Travis · May 9, 2024, 1:20am

I am trying to get nvidia acceleration working with Frigate and when I enable NVIDA GPU support, the app fails to start because

0/1 nodes are available: 1 Insufficient nvidia.com/gpu. preemption: 0/1 nodes are available: 1 No preemption victims found for incoming pod..

Digging further, the logs from nvidia-device-plugin-daemonset-gbdcp show that it is dying:

2024/05/09 01:12:13 Starting FS watcher.
2024/05/09 01:12:13 Starting OS watcher.
2024/05/09 01:12:13 Starting Plugins.
2024/05/09 01:12:13 Loading configuration.
2024/05/09 01:12:13 Updating config with default resource matching patterns.
2024/05/09 01:12:13
Running with config:
{
  "version": "v1",
  "flags": {
    "migStrategy": "none",
    "failOnInitError": true,
    "nvidiaDriverRoot": "/",
    "gdsEnabled": false,
    "mofedEnabled": false,
    "plugin": {
      "passDeviceSpecs": false,
      "deviceListStrategy": "envvar",
      "deviceIDStrategy": "uuid"
    }
  },
  "resources": {
    "gpus": [
      {
        "pattern": "*",
        "name": "nvidia.com/gpu"
      }
    ]
  },
  "sharing": {
    "timeSlicing": {
      "resources": [
        {
          "name": "nvidia.com/gpu",
          "devices": "all",
          "replicas": 5
        }
      ]
    }
  }
}
2024/05/09 01:12:13 Retreiving plugins.
2024/05/09 01:12:13 Detected NVML platform: found NVML library
2024/05/09 01:12:13 Detected non-Tegra platform: /sys/devices/soc0/family file not found
2024/05/09 01:12:14 Starting GRPC server for 'nvidia.com/gpu'
2024/05/09 01:12:14 Starting to serve 'nvidia.com/gpu' on /var/lib/kubelet/device-plugins/nvidia-gpu.sock
2024/05/09 01:12:14 Registered device plugin for 'nvidia.com/gpu' with Kubelet
2024/05/09 01:13:22 Received signal "terminated", shutting down.
2024/05/09 01:13:22 Stopping plugins.
2024/05/09 01:13:22 Stopping to serve 'nvidia.com/gpu' on /var/lib/kubelet/device-plugins/nvidia-gpu.sock

I am new to TrueNAS, and I have nvidia support working with Plex, but I can’t do 2 different apps.

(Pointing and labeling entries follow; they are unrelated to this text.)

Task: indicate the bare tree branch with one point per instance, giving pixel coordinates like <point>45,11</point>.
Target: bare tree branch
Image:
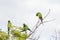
<point>39,25</point>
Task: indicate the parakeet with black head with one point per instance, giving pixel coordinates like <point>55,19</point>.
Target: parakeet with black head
<point>9,25</point>
<point>40,16</point>
<point>25,28</point>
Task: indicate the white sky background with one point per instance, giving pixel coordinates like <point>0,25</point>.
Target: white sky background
<point>24,11</point>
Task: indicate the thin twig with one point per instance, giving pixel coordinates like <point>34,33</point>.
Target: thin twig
<point>47,14</point>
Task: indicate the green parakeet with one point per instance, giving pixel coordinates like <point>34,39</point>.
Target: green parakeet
<point>9,25</point>
<point>25,28</point>
<point>39,16</point>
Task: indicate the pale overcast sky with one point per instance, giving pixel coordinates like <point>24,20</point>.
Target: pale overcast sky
<point>24,11</point>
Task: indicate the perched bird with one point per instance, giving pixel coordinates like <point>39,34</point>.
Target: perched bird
<point>9,26</point>
<point>40,16</point>
<point>25,28</point>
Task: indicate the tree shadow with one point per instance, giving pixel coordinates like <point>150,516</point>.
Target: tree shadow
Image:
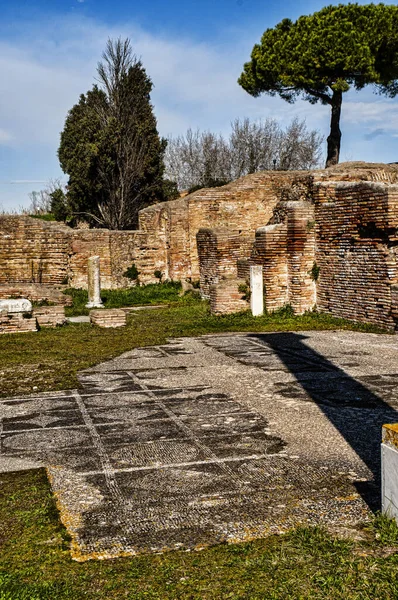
<point>356,411</point>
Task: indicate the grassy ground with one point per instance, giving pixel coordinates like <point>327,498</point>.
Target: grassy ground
<point>50,359</point>
<point>136,296</point>
<point>34,560</point>
<point>307,563</point>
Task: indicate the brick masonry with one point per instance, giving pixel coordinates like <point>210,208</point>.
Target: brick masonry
<point>339,224</point>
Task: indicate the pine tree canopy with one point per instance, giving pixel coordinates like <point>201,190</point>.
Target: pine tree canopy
<point>321,56</point>
<point>110,146</point>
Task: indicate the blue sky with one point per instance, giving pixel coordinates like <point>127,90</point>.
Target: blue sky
<point>194,53</point>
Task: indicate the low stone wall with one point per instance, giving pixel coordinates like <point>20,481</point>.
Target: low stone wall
<point>49,316</point>
<point>35,292</point>
<point>16,323</point>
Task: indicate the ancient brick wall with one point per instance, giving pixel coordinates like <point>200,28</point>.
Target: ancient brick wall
<point>241,206</point>
<point>219,251</point>
<point>356,238</point>
<point>33,251</point>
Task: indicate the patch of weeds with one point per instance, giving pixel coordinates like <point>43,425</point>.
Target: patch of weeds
<point>152,293</point>
<point>132,273</point>
<point>304,564</point>
<point>384,529</point>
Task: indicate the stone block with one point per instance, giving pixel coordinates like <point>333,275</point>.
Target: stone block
<point>50,316</point>
<point>112,317</point>
<point>16,323</point>
<point>389,470</point>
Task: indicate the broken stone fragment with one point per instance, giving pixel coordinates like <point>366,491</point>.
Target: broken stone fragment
<point>19,305</point>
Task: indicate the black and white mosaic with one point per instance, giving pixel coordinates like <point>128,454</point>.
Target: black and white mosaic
<point>222,438</point>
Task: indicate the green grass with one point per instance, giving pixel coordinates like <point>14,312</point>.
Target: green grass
<point>305,564</point>
<point>50,359</point>
<point>153,293</point>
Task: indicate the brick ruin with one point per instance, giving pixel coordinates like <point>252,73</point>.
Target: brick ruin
<point>332,242</point>
<point>327,238</point>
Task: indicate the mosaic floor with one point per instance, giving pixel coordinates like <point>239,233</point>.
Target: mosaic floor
<point>219,438</point>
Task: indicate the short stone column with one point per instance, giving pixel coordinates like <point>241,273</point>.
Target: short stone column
<point>389,471</point>
<point>94,283</point>
<point>256,290</point>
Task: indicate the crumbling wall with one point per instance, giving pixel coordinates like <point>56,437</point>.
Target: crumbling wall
<point>241,206</point>
<point>219,251</point>
<point>356,239</point>
<point>33,251</point>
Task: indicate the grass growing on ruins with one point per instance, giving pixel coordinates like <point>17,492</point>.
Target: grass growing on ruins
<point>50,359</point>
<point>153,293</point>
<point>305,564</point>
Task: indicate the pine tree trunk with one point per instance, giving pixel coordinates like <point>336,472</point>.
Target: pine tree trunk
<point>334,138</point>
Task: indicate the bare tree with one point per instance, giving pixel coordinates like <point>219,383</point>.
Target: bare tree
<point>110,146</point>
<point>40,202</point>
<point>200,158</point>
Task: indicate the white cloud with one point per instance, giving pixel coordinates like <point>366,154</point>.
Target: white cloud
<point>43,72</point>
<point>42,76</point>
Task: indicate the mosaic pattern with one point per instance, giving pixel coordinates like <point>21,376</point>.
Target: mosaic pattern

I know my card can do 4 streams at once because I had it working in Unraid, but I am a bit stumped.

Travis · May 9, 2024, 11:20am

I was able to make SOME headway (at least for one container) by running

midclt call boot.update_initramfs

and then rebooting. Still looks like I cannot access the SMI from multiple containers, but that may be expected behavior?